L a Suisse aide les services de renseignement étrangers - depuis plus d’un siècle! Crypto, une entreprise domiciliée en Suisse et contrôlée par la CIA et le service de renseignement allemand BND, a livré des appareils de cryptage trafiqués à des États étrangers. Ainsi, la CIA et le BND ont pu accéder au trafic d’informations confidentielles de nombreux gouvernements et administrations. Rien de nouveau, comme nous l’explique ci-dessous Hans Ulrich Jost, professeur d’histoire générale contemporaine et d’histoire de la Suisse à l’Université de Lausanne, de 1981 à 2005.

Article de Hans Ulrich Jost publié sur Infosperber le 15 février  2020. Traduit par Marta Czarska.

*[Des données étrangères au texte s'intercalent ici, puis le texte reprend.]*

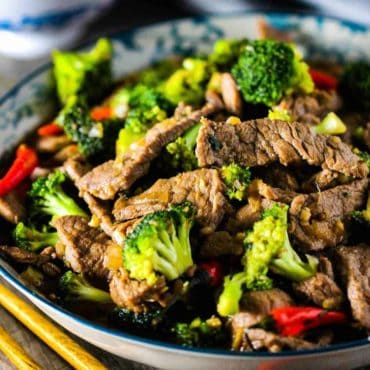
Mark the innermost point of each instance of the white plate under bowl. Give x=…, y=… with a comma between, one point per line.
x=31, y=101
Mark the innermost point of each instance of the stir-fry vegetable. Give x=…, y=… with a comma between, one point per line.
x=26, y=160
x=291, y=321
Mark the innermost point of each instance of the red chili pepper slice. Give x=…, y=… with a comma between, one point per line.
x=214, y=270
x=50, y=129
x=323, y=80
x=25, y=162
x=294, y=320
x=100, y=113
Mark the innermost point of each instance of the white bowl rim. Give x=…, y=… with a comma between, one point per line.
x=163, y=345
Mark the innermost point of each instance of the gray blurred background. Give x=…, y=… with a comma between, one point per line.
x=125, y=14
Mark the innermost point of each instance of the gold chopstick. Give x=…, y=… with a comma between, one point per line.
x=15, y=353
x=61, y=343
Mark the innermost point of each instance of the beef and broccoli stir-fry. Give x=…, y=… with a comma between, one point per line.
x=219, y=200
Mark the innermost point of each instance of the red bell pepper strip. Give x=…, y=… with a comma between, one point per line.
x=50, y=129
x=295, y=320
x=25, y=162
x=100, y=113
x=214, y=270
x=323, y=80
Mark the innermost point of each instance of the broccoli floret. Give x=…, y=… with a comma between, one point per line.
x=48, y=197
x=363, y=217
x=268, y=249
x=280, y=114
x=236, y=179
x=355, y=85
x=199, y=333
x=331, y=125
x=133, y=321
x=160, y=244
x=188, y=83
x=74, y=287
x=267, y=70
x=228, y=301
x=95, y=139
x=33, y=240
x=182, y=150
x=88, y=74
x=226, y=52
x=146, y=107
x=33, y=276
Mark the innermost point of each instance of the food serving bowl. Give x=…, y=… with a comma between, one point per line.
x=31, y=101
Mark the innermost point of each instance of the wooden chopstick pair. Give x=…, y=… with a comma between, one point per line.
x=57, y=340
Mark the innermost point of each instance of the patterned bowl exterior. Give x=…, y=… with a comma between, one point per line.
x=32, y=101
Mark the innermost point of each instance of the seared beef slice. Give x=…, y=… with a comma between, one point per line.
x=84, y=246
x=354, y=267
x=316, y=220
x=261, y=142
x=203, y=188
x=106, y=180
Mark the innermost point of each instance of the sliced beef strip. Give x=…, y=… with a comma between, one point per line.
x=135, y=294
x=316, y=220
x=311, y=108
x=260, y=339
x=84, y=246
x=262, y=142
x=44, y=260
x=230, y=94
x=320, y=181
x=279, y=177
x=255, y=306
x=106, y=180
x=353, y=264
x=75, y=168
x=321, y=290
x=202, y=187
x=11, y=208
x=222, y=243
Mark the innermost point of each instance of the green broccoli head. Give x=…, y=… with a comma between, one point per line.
x=199, y=333
x=133, y=321
x=355, y=85
x=95, y=139
x=181, y=152
x=146, y=107
x=331, y=125
x=33, y=240
x=84, y=73
x=228, y=301
x=74, y=288
x=49, y=198
x=226, y=52
x=236, y=179
x=160, y=244
x=267, y=70
x=188, y=84
x=268, y=249
x=363, y=217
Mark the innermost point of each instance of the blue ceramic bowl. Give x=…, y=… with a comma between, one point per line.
x=28, y=103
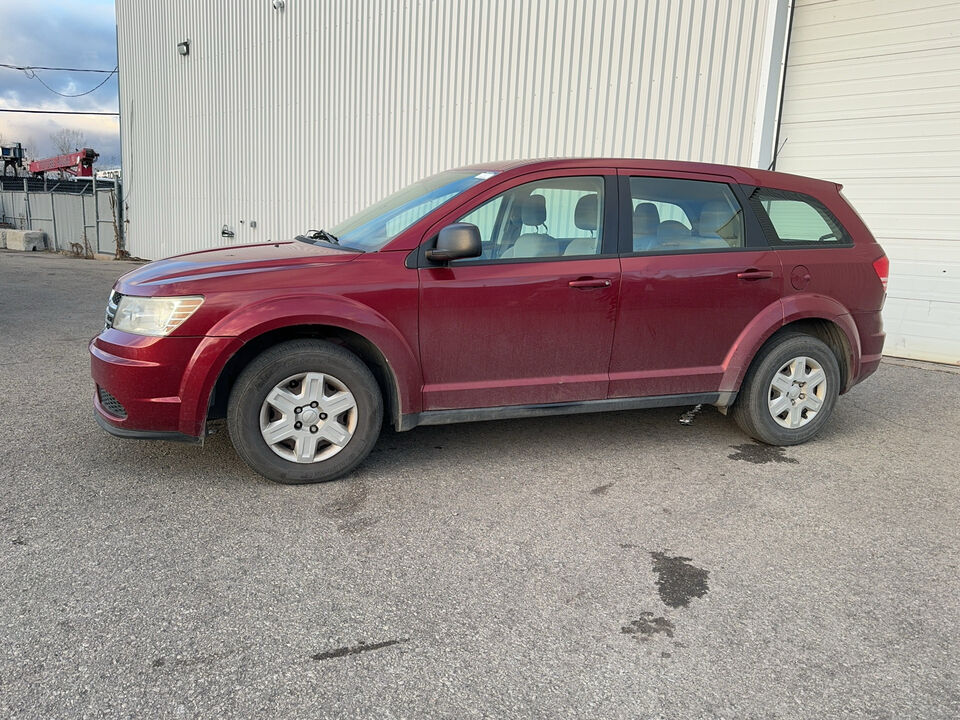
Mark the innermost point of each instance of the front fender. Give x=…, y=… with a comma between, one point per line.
x=777, y=315
x=251, y=321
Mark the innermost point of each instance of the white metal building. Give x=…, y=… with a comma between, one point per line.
x=284, y=116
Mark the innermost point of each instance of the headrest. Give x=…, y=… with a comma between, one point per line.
x=646, y=219
x=585, y=215
x=714, y=215
x=534, y=210
x=672, y=230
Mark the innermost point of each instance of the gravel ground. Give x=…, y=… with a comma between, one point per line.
x=607, y=566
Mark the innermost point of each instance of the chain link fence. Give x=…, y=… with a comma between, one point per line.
x=83, y=217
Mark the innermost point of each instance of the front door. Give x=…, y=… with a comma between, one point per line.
x=531, y=321
x=695, y=274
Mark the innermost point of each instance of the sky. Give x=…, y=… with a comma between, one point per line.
x=59, y=33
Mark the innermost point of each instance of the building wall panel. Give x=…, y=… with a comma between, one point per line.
x=298, y=118
x=872, y=100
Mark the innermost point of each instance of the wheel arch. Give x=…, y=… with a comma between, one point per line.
x=814, y=315
x=253, y=328
x=368, y=352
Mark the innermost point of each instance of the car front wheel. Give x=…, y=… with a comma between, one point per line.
x=305, y=411
x=789, y=391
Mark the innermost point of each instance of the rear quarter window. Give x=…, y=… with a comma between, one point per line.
x=791, y=219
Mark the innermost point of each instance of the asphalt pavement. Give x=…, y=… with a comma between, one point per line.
x=618, y=565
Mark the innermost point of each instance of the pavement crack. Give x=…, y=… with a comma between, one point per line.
x=356, y=649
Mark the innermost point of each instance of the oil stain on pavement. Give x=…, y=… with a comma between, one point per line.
x=647, y=626
x=355, y=649
x=602, y=489
x=760, y=454
x=678, y=582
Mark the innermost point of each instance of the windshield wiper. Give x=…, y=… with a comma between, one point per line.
x=324, y=236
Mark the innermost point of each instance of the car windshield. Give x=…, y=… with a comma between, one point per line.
x=375, y=226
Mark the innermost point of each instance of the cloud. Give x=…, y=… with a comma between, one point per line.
x=63, y=33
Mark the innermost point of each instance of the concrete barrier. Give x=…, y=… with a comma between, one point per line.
x=23, y=240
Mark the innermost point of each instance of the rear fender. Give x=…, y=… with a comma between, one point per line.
x=777, y=315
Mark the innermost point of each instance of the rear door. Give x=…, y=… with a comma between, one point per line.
x=531, y=321
x=695, y=273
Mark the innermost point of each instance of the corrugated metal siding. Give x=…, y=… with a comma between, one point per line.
x=872, y=100
x=298, y=118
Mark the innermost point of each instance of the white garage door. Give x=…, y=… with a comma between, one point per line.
x=872, y=101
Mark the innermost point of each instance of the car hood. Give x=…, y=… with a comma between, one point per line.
x=224, y=263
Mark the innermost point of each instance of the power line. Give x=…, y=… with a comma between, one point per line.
x=32, y=74
x=42, y=67
x=55, y=112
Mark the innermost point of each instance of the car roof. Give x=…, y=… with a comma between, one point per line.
x=743, y=175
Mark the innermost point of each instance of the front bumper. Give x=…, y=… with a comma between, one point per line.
x=154, y=386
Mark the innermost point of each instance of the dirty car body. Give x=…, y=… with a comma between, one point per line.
x=505, y=290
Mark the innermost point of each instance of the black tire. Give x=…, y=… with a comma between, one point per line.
x=751, y=410
x=272, y=367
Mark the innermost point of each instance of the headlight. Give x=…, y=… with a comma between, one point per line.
x=154, y=316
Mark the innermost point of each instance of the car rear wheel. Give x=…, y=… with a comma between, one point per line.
x=305, y=411
x=789, y=391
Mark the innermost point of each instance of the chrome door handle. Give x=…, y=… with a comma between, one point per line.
x=754, y=274
x=590, y=283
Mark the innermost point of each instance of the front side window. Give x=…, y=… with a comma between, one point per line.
x=794, y=219
x=670, y=214
x=557, y=217
x=374, y=227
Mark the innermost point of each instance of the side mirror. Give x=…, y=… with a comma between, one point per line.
x=460, y=240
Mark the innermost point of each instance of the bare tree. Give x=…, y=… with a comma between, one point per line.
x=66, y=141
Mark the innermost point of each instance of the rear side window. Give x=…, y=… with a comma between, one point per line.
x=791, y=219
x=671, y=215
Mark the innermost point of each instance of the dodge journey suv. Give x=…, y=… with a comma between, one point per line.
x=500, y=291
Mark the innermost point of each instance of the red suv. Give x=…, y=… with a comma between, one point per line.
x=499, y=291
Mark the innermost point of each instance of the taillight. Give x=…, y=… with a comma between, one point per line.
x=882, y=267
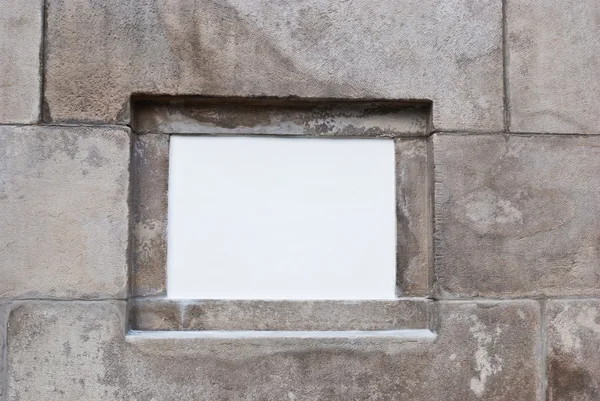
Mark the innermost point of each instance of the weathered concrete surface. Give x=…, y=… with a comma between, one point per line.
x=4, y=311
x=64, y=195
x=20, y=44
x=150, y=203
x=573, y=342
x=517, y=215
x=151, y=314
x=98, y=53
x=414, y=203
x=176, y=115
x=76, y=350
x=553, y=64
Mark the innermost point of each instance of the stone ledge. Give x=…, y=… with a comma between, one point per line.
x=215, y=315
x=73, y=350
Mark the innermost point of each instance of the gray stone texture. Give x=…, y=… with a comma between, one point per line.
x=230, y=315
x=414, y=203
x=517, y=215
x=20, y=45
x=77, y=350
x=4, y=311
x=553, y=63
x=99, y=53
x=150, y=162
x=65, y=215
x=231, y=116
x=573, y=343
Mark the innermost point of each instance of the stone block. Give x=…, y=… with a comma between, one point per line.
x=414, y=203
x=98, y=54
x=150, y=162
x=517, y=215
x=20, y=45
x=553, y=64
x=573, y=342
x=77, y=350
x=64, y=213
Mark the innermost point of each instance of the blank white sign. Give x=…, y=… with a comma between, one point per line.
x=281, y=218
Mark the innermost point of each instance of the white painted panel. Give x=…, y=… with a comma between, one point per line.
x=281, y=218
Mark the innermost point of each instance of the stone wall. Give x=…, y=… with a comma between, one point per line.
x=499, y=199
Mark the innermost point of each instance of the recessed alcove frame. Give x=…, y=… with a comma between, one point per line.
x=154, y=119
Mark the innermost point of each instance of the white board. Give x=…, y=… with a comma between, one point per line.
x=281, y=218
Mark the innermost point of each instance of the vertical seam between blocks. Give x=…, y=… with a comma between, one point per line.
x=431, y=215
x=131, y=223
x=42, y=60
x=544, y=350
x=4, y=350
x=505, y=65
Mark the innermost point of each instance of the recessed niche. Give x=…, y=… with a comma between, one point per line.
x=281, y=218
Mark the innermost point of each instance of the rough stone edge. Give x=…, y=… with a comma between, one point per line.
x=5, y=306
x=37, y=106
x=144, y=282
x=164, y=314
x=311, y=117
x=414, y=216
x=551, y=307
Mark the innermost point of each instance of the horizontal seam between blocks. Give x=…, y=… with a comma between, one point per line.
x=449, y=300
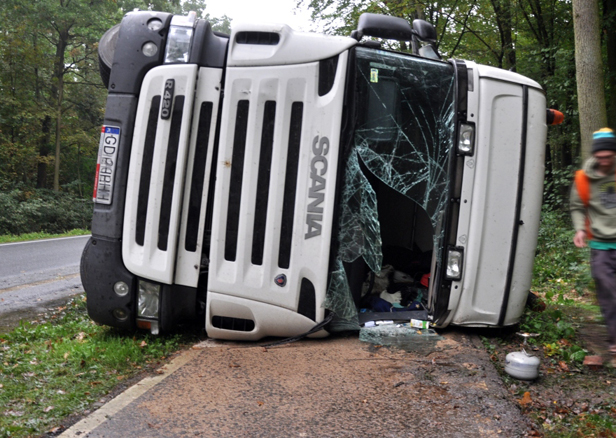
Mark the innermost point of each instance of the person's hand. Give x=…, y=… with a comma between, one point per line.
x=579, y=239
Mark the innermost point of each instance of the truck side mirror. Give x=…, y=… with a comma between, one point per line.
x=395, y=28
x=426, y=33
x=383, y=26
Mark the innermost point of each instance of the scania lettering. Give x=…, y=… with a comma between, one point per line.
x=318, y=169
x=274, y=183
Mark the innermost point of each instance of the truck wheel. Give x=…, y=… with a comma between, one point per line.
x=106, y=49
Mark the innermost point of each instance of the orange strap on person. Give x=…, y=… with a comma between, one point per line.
x=582, y=185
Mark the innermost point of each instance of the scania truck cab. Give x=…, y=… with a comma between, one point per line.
x=273, y=181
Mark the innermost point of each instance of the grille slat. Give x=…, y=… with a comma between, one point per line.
x=263, y=182
x=146, y=171
x=169, y=176
x=196, y=192
x=290, y=186
x=237, y=174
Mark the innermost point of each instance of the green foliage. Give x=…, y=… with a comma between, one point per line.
x=43, y=211
x=560, y=268
x=52, y=368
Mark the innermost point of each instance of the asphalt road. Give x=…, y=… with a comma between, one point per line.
x=35, y=274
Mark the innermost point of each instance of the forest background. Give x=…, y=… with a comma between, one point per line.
x=52, y=99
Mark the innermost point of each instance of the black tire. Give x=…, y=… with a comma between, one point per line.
x=106, y=50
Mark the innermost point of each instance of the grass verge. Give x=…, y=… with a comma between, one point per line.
x=9, y=238
x=64, y=363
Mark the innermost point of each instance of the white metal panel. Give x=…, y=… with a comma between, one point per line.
x=487, y=72
x=309, y=256
x=189, y=262
x=492, y=211
x=293, y=48
x=149, y=261
x=269, y=320
x=468, y=184
x=532, y=197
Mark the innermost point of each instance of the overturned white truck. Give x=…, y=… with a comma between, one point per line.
x=264, y=180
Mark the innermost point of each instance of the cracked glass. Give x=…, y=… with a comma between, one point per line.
x=396, y=181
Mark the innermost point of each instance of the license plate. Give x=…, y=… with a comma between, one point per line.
x=106, y=164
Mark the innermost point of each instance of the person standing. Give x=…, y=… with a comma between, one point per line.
x=593, y=213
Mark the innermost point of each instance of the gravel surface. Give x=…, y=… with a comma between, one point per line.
x=337, y=387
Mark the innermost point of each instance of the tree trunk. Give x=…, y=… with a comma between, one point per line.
x=502, y=13
x=41, y=176
x=63, y=37
x=609, y=26
x=589, y=70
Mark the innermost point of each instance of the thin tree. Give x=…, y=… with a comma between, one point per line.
x=589, y=70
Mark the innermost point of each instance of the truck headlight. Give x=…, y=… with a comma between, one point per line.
x=179, y=39
x=148, y=299
x=466, y=139
x=121, y=289
x=454, y=264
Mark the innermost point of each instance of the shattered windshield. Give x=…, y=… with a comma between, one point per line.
x=403, y=135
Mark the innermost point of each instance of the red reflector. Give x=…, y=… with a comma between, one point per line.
x=147, y=325
x=554, y=117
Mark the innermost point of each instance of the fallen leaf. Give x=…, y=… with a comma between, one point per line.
x=526, y=400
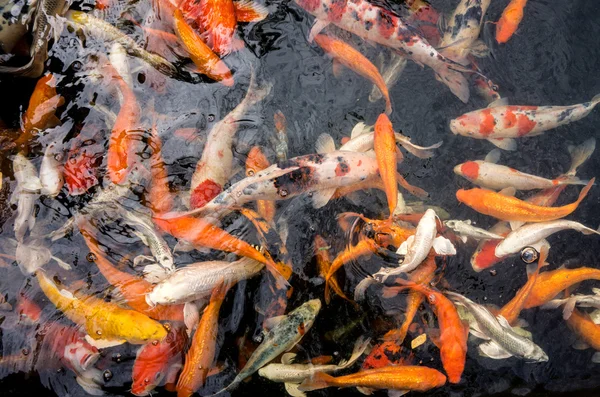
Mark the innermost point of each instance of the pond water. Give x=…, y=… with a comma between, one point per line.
x=553, y=59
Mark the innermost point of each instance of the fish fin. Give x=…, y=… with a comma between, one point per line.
x=324, y=144
x=504, y=143
x=317, y=27
x=491, y=349
x=493, y=156
x=455, y=81
x=318, y=381
x=249, y=11
x=272, y=322
x=337, y=69
x=403, y=249
x=443, y=246
x=293, y=389
x=498, y=102
x=321, y=197
x=580, y=154
x=61, y=263
x=191, y=316
x=569, y=307
x=288, y=358
x=104, y=343
x=479, y=49
x=580, y=345
x=360, y=129
x=365, y=390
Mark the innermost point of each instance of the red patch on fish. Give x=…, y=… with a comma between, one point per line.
x=470, y=170
x=488, y=122
x=335, y=10
x=525, y=125
x=204, y=192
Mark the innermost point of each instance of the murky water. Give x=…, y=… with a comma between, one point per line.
x=552, y=60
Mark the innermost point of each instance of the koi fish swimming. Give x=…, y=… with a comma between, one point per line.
x=251, y=197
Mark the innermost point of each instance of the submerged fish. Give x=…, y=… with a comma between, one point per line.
x=283, y=336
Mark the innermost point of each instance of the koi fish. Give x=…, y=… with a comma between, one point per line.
x=497, y=177
x=501, y=340
x=500, y=123
x=201, y=356
x=384, y=144
x=380, y=25
x=532, y=233
x=218, y=20
x=344, y=54
x=255, y=163
x=215, y=167
x=510, y=20
x=416, y=248
x=398, y=380
x=282, y=337
x=206, y=61
x=292, y=374
x=512, y=209
x=156, y=361
x=103, y=321
x=461, y=32
x=453, y=333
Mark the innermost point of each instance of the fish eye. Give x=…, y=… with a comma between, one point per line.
x=529, y=255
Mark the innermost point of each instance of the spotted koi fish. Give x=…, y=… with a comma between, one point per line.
x=382, y=26
x=499, y=123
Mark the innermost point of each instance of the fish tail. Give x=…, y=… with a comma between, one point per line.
x=455, y=81
x=319, y=380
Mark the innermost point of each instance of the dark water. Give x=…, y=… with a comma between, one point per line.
x=552, y=60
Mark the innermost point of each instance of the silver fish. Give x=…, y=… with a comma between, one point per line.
x=294, y=374
x=502, y=340
x=47, y=21
x=282, y=337
x=465, y=229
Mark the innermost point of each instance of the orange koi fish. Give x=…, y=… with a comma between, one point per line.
x=510, y=20
x=512, y=209
x=550, y=284
x=512, y=309
x=345, y=54
x=133, y=288
x=413, y=378
x=256, y=162
x=453, y=333
x=155, y=361
x=202, y=233
x=201, y=356
x=385, y=150
x=40, y=112
x=205, y=60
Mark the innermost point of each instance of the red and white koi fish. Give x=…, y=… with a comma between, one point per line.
x=499, y=123
x=216, y=165
x=382, y=26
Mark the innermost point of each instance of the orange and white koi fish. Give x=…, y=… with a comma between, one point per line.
x=344, y=54
x=500, y=123
x=201, y=356
x=512, y=209
x=397, y=379
x=510, y=20
x=497, y=177
x=377, y=24
x=156, y=362
x=204, y=58
x=103, y=321
x=215, y=167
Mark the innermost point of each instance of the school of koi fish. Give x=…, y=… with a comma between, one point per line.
x=174, y=263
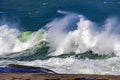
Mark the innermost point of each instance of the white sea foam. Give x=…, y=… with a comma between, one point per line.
x=10, y=42
x=85, y=37
x=74, y=66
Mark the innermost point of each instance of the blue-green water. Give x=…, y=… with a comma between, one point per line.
x=61, y=35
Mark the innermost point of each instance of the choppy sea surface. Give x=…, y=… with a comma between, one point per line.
x=66, y=36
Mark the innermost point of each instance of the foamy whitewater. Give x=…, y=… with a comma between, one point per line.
x=102, y=40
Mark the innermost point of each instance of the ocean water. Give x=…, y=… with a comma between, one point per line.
x=66, y=36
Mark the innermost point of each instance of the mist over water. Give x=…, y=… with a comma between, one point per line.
x=75, y=37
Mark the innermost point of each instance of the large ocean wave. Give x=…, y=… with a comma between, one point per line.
x=88, y=48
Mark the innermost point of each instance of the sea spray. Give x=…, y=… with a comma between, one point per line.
x=86, y=37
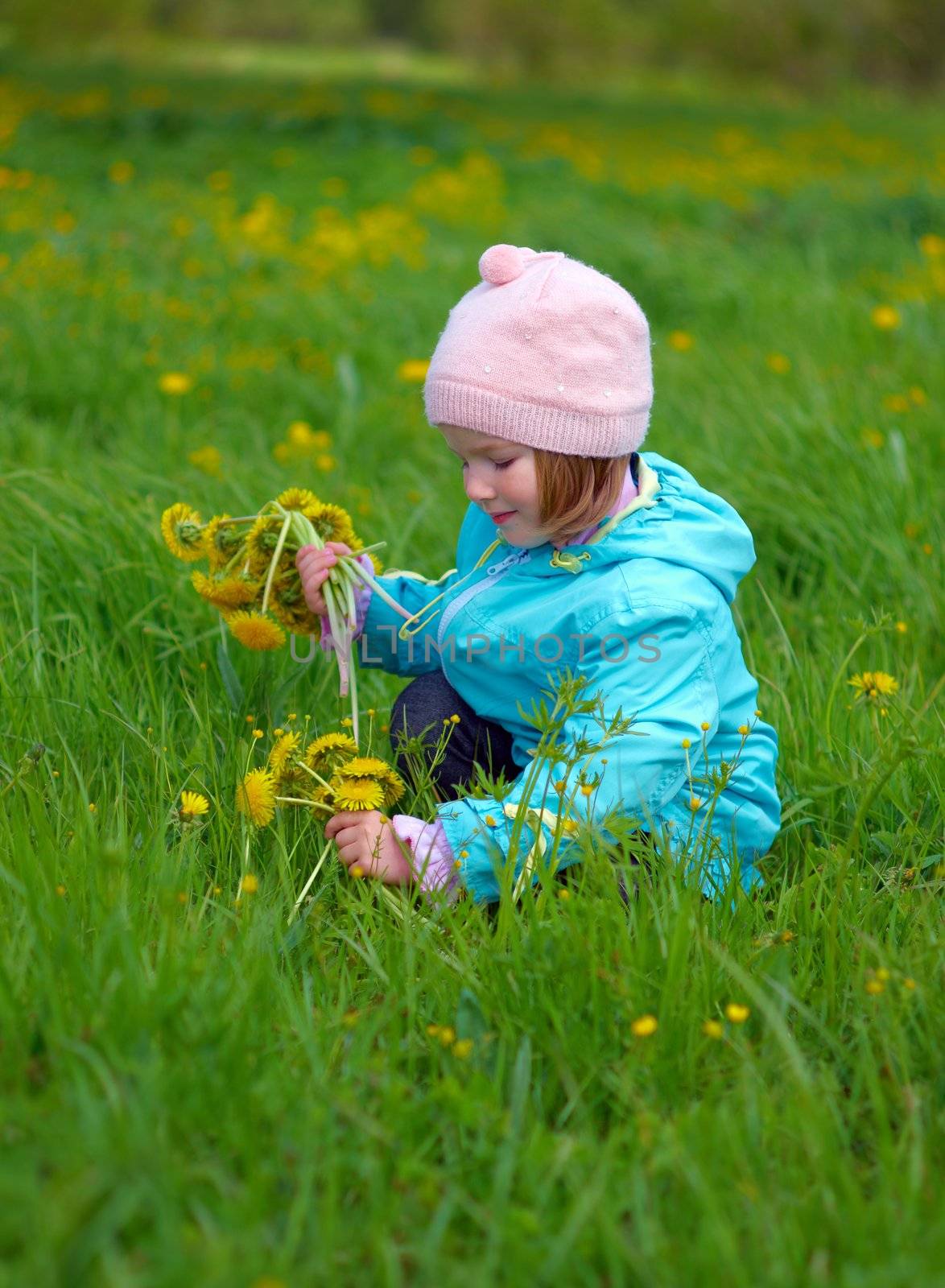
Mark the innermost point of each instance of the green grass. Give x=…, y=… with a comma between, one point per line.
x=193, y=1095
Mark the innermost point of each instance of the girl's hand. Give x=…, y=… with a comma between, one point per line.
x=366, y=839
x=313, y=567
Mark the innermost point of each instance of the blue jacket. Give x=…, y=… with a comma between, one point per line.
x=642, y=613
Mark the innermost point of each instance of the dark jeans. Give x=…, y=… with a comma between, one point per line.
x=427, y=701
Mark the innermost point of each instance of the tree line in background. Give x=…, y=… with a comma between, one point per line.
x=803, y=43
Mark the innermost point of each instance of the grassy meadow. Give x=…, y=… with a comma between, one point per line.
x=213, y=287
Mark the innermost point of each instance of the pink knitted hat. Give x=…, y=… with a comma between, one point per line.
x=546, y=352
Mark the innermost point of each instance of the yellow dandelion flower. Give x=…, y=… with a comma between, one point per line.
x=182, y=531
x=885, y=317
x=414, y=370
x=873, y=686
x=365, y=766
x=298, y=499
x=644, y=1027
x=192, y=805
x=680, y=341
x=283, y=753
x=208, y=459
x=175, y=383
x=257, y=796
x=255, y=631
x=332, y=523
x=358, y=794
x=328, y=750
x=227, y=592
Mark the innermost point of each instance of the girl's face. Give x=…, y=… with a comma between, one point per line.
x=500, y=478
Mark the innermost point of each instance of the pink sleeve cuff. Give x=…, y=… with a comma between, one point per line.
x=362, y=598
x=431, y=853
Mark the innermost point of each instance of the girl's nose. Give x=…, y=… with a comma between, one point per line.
x=478, y=489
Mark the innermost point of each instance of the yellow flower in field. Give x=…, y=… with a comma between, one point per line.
x=225, y=592
x=283, y=753
x=326, y=751
x=183, y=532
x=208, y=459
x=360, y=794
x=192, y=805
x=644, y=1027
x=255, y=631
x=681, y=341
x=175, y=383
x=257, y=796
x=885, y=317
x=414, y=370
x=298, y=499
x=873, y=686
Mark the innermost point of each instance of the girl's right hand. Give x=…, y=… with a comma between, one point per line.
x=313, y=567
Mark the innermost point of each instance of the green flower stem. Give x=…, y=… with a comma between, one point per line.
x=308, y=884
x=379, y=590
x=300, y=800
x=274, y=560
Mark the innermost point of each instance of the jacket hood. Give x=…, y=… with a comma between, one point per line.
x=672, y=519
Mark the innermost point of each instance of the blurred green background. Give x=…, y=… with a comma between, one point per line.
x=803, y=43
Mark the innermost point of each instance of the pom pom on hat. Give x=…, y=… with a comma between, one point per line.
x=501, y=264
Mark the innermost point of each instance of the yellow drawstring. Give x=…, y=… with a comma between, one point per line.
x=423, y=622
x=571, y=562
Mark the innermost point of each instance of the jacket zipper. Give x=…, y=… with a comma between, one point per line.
x=493, y=573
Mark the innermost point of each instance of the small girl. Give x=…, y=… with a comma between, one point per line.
x=578, y=551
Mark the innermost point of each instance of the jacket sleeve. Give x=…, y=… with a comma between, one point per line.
x=666, y=686
x=380, y=646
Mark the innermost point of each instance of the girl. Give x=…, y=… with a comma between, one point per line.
x=576, y=551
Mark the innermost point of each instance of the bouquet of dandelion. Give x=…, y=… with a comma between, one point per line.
x=253, y=579
x=328, y=774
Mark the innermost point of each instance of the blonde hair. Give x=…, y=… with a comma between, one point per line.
x=576, y=493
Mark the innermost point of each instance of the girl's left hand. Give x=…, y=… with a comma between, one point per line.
x=367, y=839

C'est une longue tradition pour la Suisse que d’être le refuge des communications confidentielles et de l’espionnage. Une des plus grandes affaires de ce type a été révélée début 1916, en plein milieu de la Première guerre mondiale. Deux colonels des services de renseignement de l’armée transmettaient leurs bulletins aux attachés militaires allemand et autrichien. On peut y voir une prestation de services en faveur de pouvoirs étrangers semblable à celle de l'entreprise Crypto en faveur de l’Allemagne et des Etats-Unis.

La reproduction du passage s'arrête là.